Filmin son kahramanı 1955’li Abbie... Sanatçı olmak için New York’a taşınır. Öğretmenine aşık olur. Daha sonra kanser olduğunu öğrenince arkadaşları onun pek ilgilenmez. Annesine gider. Annesinin kendinden önce iki düşüğü olduğunu öğrenir. Annesinin o dönemde kullandığı ilaçların kızında rahim kanserine yol açabileceğini öğrendiğinde kızını görmek ona ağır gelmeye başlar. Bu durum karşısında Abbie sakince yaşayabileceği bir yere taşınır.

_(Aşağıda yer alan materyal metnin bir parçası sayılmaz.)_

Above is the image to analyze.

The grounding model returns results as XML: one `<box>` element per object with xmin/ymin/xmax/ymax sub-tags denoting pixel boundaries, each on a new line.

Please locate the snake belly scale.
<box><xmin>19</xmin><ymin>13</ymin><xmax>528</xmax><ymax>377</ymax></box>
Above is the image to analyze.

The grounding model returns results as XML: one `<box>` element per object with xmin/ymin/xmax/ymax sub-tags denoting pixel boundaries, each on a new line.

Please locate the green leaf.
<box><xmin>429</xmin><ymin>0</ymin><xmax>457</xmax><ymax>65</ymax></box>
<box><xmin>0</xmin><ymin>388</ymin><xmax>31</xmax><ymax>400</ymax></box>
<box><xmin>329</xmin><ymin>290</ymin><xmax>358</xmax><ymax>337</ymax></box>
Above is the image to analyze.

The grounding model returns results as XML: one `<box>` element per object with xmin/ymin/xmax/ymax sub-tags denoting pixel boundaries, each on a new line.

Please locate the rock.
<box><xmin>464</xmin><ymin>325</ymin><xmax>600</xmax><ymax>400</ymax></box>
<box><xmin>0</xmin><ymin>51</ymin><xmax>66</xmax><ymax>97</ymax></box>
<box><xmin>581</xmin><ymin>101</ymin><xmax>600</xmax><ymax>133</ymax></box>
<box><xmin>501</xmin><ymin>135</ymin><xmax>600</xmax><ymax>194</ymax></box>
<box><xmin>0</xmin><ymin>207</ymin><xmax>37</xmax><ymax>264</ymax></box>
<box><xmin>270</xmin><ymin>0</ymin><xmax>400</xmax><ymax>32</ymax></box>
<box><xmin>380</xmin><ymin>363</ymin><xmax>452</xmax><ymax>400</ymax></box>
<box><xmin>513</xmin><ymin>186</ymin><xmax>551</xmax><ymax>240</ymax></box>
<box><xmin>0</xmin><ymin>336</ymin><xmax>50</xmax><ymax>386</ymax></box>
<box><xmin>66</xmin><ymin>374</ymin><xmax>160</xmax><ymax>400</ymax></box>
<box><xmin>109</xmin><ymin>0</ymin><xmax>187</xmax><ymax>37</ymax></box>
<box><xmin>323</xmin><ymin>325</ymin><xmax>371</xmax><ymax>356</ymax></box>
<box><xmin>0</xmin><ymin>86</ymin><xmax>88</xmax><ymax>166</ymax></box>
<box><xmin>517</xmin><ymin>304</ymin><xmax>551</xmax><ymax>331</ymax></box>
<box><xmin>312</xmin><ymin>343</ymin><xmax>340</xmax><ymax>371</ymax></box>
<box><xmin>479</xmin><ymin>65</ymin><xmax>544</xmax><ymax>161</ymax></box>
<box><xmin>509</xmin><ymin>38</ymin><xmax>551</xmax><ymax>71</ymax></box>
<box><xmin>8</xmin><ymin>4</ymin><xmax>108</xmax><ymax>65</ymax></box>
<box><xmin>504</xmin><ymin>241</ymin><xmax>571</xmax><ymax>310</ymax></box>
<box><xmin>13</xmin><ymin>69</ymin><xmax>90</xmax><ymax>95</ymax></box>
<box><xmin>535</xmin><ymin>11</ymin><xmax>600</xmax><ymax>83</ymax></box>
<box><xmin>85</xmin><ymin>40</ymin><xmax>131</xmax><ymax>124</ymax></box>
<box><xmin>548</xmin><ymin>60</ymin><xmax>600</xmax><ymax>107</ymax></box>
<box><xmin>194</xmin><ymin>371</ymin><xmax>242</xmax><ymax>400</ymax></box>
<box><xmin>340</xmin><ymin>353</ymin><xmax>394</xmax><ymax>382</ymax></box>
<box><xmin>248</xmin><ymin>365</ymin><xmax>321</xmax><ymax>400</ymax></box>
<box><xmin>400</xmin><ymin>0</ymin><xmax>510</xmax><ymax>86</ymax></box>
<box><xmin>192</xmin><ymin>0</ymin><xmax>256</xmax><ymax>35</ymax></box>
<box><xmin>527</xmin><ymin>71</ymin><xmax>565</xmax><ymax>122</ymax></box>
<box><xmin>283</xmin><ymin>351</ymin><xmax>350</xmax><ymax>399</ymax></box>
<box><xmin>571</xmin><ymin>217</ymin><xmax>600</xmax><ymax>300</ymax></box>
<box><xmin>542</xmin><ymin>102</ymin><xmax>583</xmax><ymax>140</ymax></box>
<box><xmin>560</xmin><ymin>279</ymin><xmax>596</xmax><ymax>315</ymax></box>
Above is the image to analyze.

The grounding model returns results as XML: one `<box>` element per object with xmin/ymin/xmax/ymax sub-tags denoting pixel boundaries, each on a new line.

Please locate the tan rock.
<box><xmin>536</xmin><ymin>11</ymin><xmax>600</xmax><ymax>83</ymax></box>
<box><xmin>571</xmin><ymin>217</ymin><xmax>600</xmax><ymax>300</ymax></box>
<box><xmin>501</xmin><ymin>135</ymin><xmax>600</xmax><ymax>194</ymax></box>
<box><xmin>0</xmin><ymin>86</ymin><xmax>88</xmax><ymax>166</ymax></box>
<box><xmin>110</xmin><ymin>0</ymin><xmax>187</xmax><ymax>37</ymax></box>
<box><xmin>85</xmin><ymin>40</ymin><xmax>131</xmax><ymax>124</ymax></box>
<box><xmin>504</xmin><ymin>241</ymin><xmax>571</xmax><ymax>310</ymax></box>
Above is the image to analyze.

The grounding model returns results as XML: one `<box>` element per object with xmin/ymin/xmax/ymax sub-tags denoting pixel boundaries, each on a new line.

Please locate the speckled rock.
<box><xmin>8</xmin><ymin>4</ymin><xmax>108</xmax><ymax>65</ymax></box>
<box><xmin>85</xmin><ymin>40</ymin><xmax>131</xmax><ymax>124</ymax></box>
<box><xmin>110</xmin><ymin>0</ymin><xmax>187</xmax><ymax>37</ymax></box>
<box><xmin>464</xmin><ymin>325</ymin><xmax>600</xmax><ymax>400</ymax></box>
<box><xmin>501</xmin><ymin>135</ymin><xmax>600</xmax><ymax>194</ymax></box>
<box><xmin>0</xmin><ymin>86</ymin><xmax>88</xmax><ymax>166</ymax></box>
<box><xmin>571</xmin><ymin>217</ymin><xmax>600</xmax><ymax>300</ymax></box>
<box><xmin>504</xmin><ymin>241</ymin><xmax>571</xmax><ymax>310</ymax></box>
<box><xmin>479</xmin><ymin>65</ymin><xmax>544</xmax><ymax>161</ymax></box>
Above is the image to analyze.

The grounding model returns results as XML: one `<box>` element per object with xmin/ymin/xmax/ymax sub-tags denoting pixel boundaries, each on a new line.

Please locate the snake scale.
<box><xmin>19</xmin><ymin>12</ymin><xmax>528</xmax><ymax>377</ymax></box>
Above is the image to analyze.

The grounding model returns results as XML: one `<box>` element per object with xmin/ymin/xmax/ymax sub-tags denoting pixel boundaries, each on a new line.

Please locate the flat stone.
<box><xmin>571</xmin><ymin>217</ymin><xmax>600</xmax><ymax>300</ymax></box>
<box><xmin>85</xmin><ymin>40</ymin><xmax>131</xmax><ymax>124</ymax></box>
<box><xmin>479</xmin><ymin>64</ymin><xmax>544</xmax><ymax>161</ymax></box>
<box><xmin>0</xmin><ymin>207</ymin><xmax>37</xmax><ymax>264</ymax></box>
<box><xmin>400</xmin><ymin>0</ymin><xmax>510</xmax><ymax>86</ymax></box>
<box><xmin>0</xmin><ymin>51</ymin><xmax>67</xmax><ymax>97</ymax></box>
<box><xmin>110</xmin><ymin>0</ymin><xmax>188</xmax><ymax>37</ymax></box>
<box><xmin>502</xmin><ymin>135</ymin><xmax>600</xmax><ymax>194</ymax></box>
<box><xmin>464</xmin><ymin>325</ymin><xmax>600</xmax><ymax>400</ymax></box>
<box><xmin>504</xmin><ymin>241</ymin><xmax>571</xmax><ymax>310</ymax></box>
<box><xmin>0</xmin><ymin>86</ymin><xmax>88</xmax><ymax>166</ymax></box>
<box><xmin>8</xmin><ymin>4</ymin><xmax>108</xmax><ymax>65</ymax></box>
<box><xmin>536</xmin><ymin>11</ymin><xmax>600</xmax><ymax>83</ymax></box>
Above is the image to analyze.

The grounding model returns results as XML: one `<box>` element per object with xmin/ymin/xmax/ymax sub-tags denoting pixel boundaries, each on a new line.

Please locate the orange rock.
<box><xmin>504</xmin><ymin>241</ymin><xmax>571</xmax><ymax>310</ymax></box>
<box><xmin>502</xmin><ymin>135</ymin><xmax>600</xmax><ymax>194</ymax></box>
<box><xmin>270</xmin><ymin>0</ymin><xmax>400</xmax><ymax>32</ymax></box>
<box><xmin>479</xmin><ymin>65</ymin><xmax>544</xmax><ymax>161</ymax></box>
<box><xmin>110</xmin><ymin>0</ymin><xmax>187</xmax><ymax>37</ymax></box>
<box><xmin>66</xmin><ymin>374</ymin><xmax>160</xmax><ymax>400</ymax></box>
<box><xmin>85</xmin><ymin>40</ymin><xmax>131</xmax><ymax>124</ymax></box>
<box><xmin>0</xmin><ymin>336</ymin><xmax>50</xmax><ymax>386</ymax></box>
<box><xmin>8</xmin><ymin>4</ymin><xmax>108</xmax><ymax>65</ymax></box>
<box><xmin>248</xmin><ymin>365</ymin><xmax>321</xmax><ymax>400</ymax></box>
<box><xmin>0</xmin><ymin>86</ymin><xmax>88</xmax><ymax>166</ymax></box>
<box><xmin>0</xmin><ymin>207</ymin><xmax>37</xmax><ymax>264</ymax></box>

Filmdeki tüm karakterlere baktığımızda görülebiliyor ki, kadınlar artık erkekler olmadan da yaşayabiliyor. Tek başına çocuk yetiştirip, iş hayatına veya yeni maceraya atılabiliyorlar. Adamlar ise babaları güçlerini kaybettiklerinden dolayı erkek olmayı unutuyorlar. Belli de denge bu sefer tam tersi tarafa kayıyor. Oysa kadın ve erkek, eril ve dişil birbirini tamamlayan kavramlar. Hiç bir tek başına biraz yavan... Dengeler tamamen yerine oturana kadar, tüm olaylarda olduğu gibi daha bir çok gel-git yaşanacak.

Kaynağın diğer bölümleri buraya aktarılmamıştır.